Tatsächlich tritt der neue Grande Panda mit einem retro-futuristischen Auftritt an: inspiriert vom originalen Panda der 80er-Jahre, aber in einer kräftigeren Formensprache und näher an einem SUV-Format interpretiert. Auch innen setzt er diese Linie fort – mit zahlreichen Details als Verneigung vor der Markengeschichte, einschliesslich einer Anlehnung an das Interieur der historischen Lingotto-Fabrik – genau jener, die einst eine Teststrecke auf dem Dach hatte.

„Er atmet Geschichte aus jeder Pore – mit mehr Grösse (als der Panda) und einer SUV-Interpretation“, vertraute der Manager an. Hier unser erster Eindruck:

Damit der Grande Panda leben kann, musste der Punto sterben

Im B-Segment war FIAT seit den 90er-Jahren vor allem mit dem Punto präsent (später auch als Grande Punto in diesem Jahrhundert). 2018 endete die Produktion – ohne direkten Nachfolger in einem Segment, das FIAT einst mitgeprägt hatte.

Bevor der Grande Panda entstand, hätte kurioserweise auch ein neuer Grande Punto Realität werden können, wie Olivier François bestätigt: „Es gab im Unternehmen ein Entwicklungsprojekt für einen neuen Punto fürs B-Segment, aber es hat mich nicht begeistert. Deshalb haben wir dieses Projekt gestrichen“, erklärte er.

Die Zielsetzung war eine andere: „Ich wollte ein Auto, das im Design ikonischer ist, nicht so generalistisch. Ich wollte, dass es sofort den Status des Einzigartigen erobert. Aber nicht so eigenwillig wie der Fiat Multipla, der den Markt schockierte und nicht erfolgreich war.“

„Meine Idee war eine Art Gen-Crossover aus dem Range Rover Evoque und dem originalen Panda der 80er-Jahre.“

Olivier François, CEO von FIAT

Das Ergebnis ist sichtbar: Auch wenn die Silhouette an den «französischen Cousin» erinnert, wirkt der Grande Panda eigenständig, zeigt Charakter und ist voller unverwechselbarer Details.

Obwohl das Thema einst verworfen wurde, bleibt eine mögliche Rückkehr des Punto weiterhin Gesprächsstoff. „Ich glaube nicht (dass er zurückkommt), aber das hängt stark von der Reife des Marktes für Elektroautos ab“, sagte er.

Elektro? Ja – das ist eine der Optionen, die für ein mögliches Comeback dieses historischen Namens im Raum stehen. Kürzlich zeigte das Designteam François ein Konzept namens „Aero Punto“ – ein elektrischer Hatchback, der laut CEO „spektakulär“ ist.

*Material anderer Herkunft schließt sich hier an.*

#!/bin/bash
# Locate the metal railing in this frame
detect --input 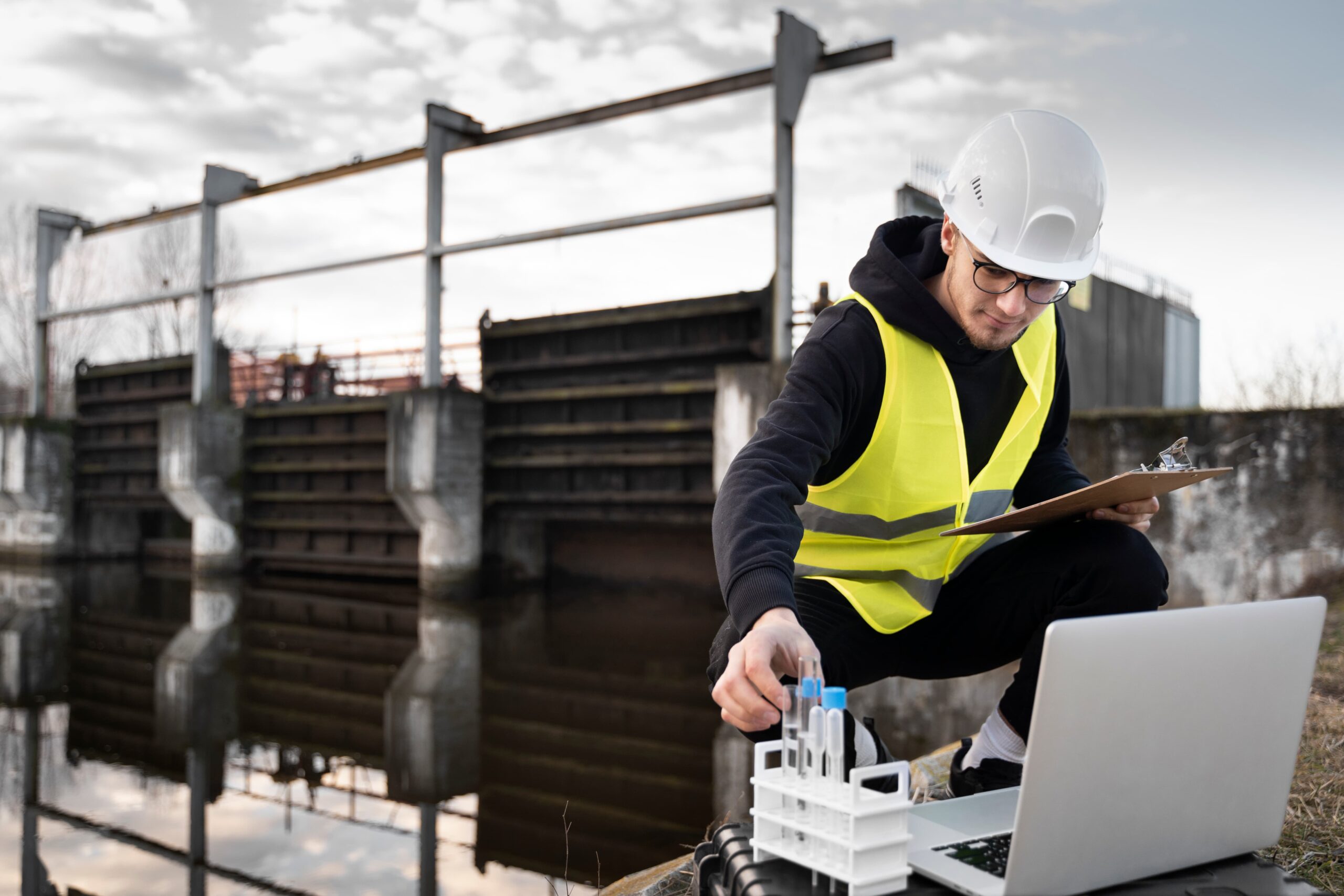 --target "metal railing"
[28,10,894,415]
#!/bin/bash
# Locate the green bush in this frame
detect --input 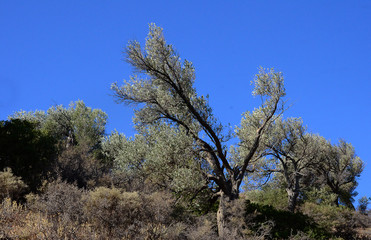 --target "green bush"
[245,201,331,239]
[301,202,367,239]
[0,168,27,202]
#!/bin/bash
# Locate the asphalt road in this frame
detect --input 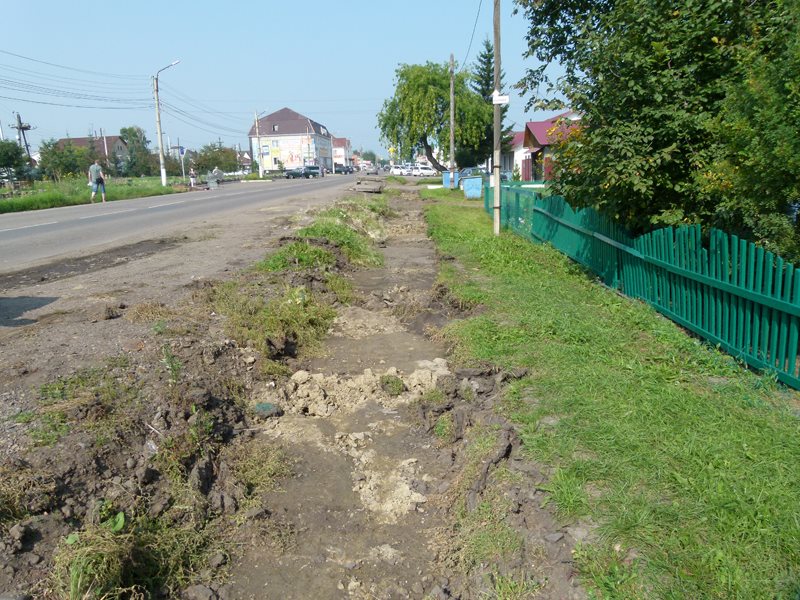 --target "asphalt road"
[0,175,354,273]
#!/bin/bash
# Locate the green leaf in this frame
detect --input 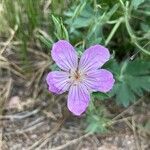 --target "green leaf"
[116,82,135,107]
[92,92,110,100]
[106,59,150,107]
[131,0,145,9]
[52,15,69,41]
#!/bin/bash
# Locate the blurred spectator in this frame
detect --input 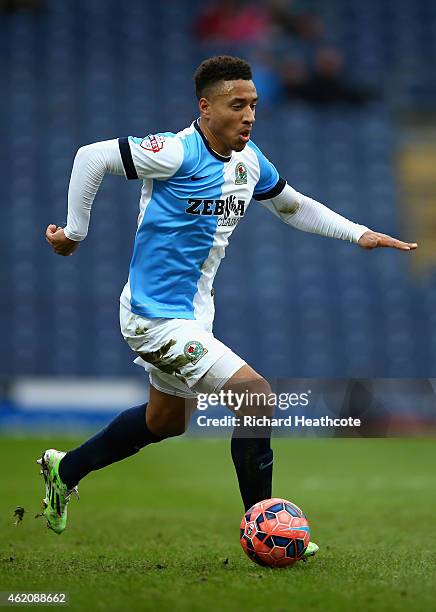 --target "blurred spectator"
[281,46,377,105]
[194,0,269,44]
[269,0,325,40]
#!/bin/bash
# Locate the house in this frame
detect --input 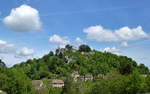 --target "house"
[65,56,73,63]
[95,74,105,78]
[0,90,7,94]
[52,79,64,88]
[80,74,93,81]
[32,80,45,90]
[141,74,147,78]
[71,72,80,82]
[84,74,93,81]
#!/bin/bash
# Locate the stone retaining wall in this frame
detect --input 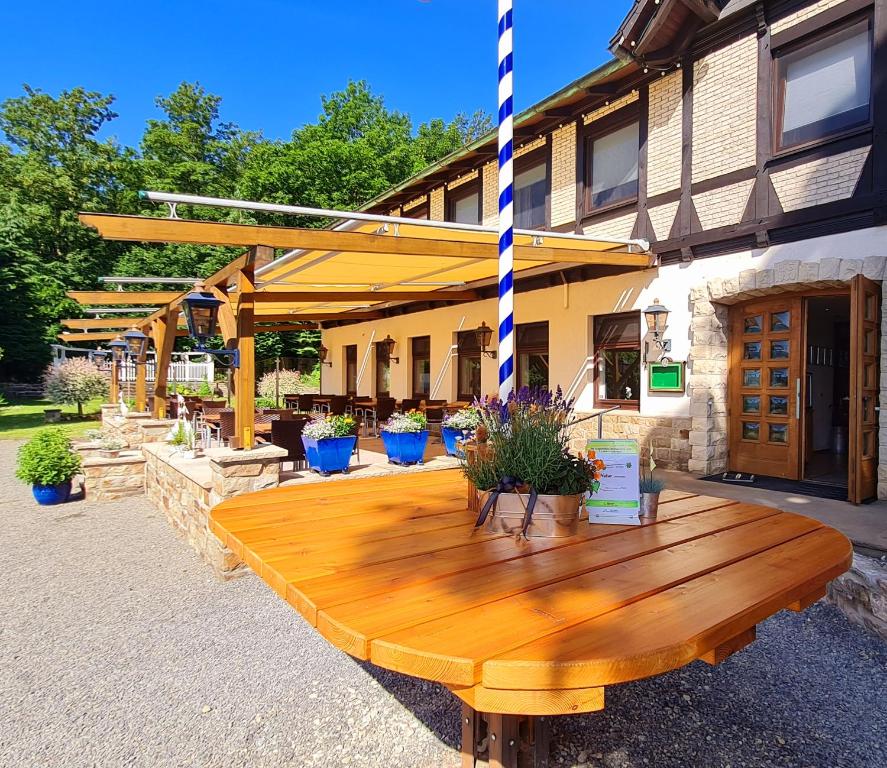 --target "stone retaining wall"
[828,554,887,640]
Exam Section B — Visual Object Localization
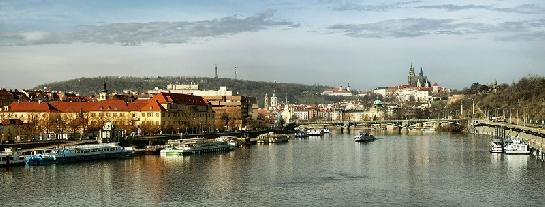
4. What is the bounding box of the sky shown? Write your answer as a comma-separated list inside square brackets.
[0, 0, 545, 90]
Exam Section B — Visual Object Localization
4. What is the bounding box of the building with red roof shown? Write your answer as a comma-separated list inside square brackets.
[0, 93, 214, 137]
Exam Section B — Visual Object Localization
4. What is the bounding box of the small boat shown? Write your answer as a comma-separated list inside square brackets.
[354, 132, 376, 142]
[489, 138, 503, 153]
[307, 129, 324, 136]
[0, 148, 25, 167]
[25, 143, 134, 165]
[295, 131, 308, 138]
[216, 136, 241, 147]
[505, 138, 530, 155]
[257, 132, 290, 143]
[159, 138, 234, 155]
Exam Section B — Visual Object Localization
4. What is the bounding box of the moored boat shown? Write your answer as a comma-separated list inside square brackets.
[160, 138, 234, 155]
[25, 143, 134, 165]
[354, 132, 376, 142]
[489, 138, 503, 153]
[505, 138, 530, 155]
[257, 132, 290, 143]
[295, 131, 308, 138]
[307, 129, 324, 136]
[0, 148, 25, 167]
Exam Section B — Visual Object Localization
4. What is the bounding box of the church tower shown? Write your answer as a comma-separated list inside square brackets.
[271, 81, 278, 110]
[263, 93, 269, 109]
[98, 81, 108, 101]
[271, 91, 278, 110]
[214, 65, 218, 79]
[407, 63, 415, 85]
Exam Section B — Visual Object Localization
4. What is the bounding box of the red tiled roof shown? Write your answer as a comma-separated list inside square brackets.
[128, 100, 165, 111]
[9, 102, 57, 112]
[51, 100, 129, 113]
[150, 93, 208, 106]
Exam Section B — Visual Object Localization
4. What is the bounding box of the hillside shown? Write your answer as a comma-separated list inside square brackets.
[463, 75, 545, 121]
[35, 76, 344, 106]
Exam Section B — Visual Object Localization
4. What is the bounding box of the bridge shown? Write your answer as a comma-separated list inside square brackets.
[297, 119, 464, 127]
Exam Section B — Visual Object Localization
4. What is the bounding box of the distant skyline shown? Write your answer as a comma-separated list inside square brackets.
[0, 0, 545, 89]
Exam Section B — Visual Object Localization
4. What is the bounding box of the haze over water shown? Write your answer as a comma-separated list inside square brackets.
[0, 131, 545, 206]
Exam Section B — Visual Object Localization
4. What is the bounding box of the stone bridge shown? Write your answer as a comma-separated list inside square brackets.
[297, 119, 463, 127]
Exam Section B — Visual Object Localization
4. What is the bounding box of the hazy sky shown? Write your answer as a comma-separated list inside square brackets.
[0, 0, 545, 89]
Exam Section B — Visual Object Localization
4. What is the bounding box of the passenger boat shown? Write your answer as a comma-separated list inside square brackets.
[295, 131, 308, 138]
[307, 129, 324, 136]
[160, 138, 234, 155]
[257, 132, 290, 143]
[25, 143, 134, 165]
[354, 132, 376, 142]
[0, 148, 25, 167]
[489, 138, 503, 153]
[505, 138, 530, 155]
[216, 136, 242, 147]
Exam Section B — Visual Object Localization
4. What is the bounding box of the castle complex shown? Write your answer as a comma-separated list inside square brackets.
[407, 64, 431, 87]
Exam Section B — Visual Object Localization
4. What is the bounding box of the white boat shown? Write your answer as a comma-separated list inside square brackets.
[25, 143, 134, 165]
[0, 148, 25, 167]
[159, 138, 234, 155]
[307, 129, 324, 136]
[294, 131, 308, 138]
[257, 132, 290, 143]
[489, 138, 503, 153]
[216, 136, 241, 147]
[505, 138, 530, 155]
[354, 133, 376, 142]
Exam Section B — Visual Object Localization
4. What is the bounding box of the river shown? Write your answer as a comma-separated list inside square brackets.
[0, 131, 545, 206]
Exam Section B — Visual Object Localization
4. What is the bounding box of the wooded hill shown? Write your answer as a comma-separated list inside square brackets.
[35, 76, 346, 106]
[463, 75, 545, 121]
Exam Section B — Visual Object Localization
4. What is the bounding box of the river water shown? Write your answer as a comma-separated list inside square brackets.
[0, 132, 545, 206]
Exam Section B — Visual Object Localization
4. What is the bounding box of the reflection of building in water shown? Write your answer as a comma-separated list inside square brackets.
[502, 154, 530, 180]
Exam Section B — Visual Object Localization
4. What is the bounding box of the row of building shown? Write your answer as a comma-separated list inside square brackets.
[0, 84, 257, 142]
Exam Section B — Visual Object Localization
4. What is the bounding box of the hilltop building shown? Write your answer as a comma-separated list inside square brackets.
[408, 64, 431, 87]
[322, 83, 353, 97]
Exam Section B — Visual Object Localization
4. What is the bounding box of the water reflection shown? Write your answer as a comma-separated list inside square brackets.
[0, 133, 545, 206]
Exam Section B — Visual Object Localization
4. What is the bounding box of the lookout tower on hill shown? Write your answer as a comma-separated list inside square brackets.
[98, 81, 108, 101]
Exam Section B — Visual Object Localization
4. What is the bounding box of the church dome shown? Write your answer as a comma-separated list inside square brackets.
[373, 99, 382, 106]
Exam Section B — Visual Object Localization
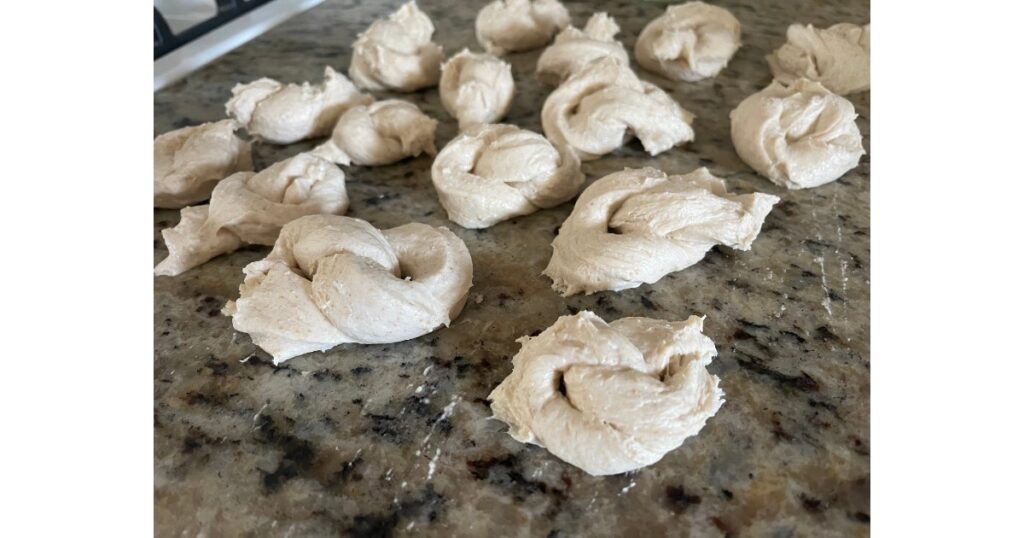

Garantien will er dennoch keine geben: „Ich weiss nicht, ob wir ihn je produzieren werden, weil wir viele Projekte machen, die nicht weiterverfolgt werden, aber ich kann garantieren, dass er spektakulär ist.“

„Der FIAT Grande Panda ist mein Baby“

Der CEO ging sogar noch weiter: „Der FIAT Grande Panda ist mein Baby, das ist fast eine persönliche Angelegenheit … und mit 63 Jahren, nahe am Ende meiner Karriere, sehe ich ihn geboren werden, bringe ihn auf den Markt und fühle mich danach frei.“

So überzeugt wirkt er auch mit Blick auf Europa, dass ihn die Konkurrenz offenbar wenig beunruhigt – etwa der nostalgisch aufgeladene Renault 5 E-Tech: „Das wird ein interessantes Rennen … aber der Renault 5 ist ziemlich teuer, daher werden nur unsere Top-Versionen direkte Konkurrenten zu deren Einstiegsmodell sein.“

Was kommt als Nächstes für FIAT?

In den nächsten anderthalb Jahren soll FIATs globale Palette mit drei neuen Modellen wachsen, die auf den im letzten Jahr gezeigten Concept Cars basieren: ein SUV und ein Fastback im C-Segment (sie werden den Platz des Tipo einnehmen) sowie ein Pick-up (als Nachfolger der Strada).

„Das sind Autos, die einige Gene des Grande Panda in sich tragen, aber sie werden nicht Panda heissen und in unterschiedlichen Segmenten unterwegs sein – für unterschiedliche Kundinnen und Kunden, in unterschiedlichen Regionen“, sagte er.

Beim aktuellen Pandina (dem weiterhin angebotenen Panda im Kleinstwagensegment) bleibt die Produktion im Werk Pomigliano in Italien. Gleichzeitig hat FIAT bereits bestätigt, dass gegen Ende des Jahrzehnts eine neue Generation ansteht.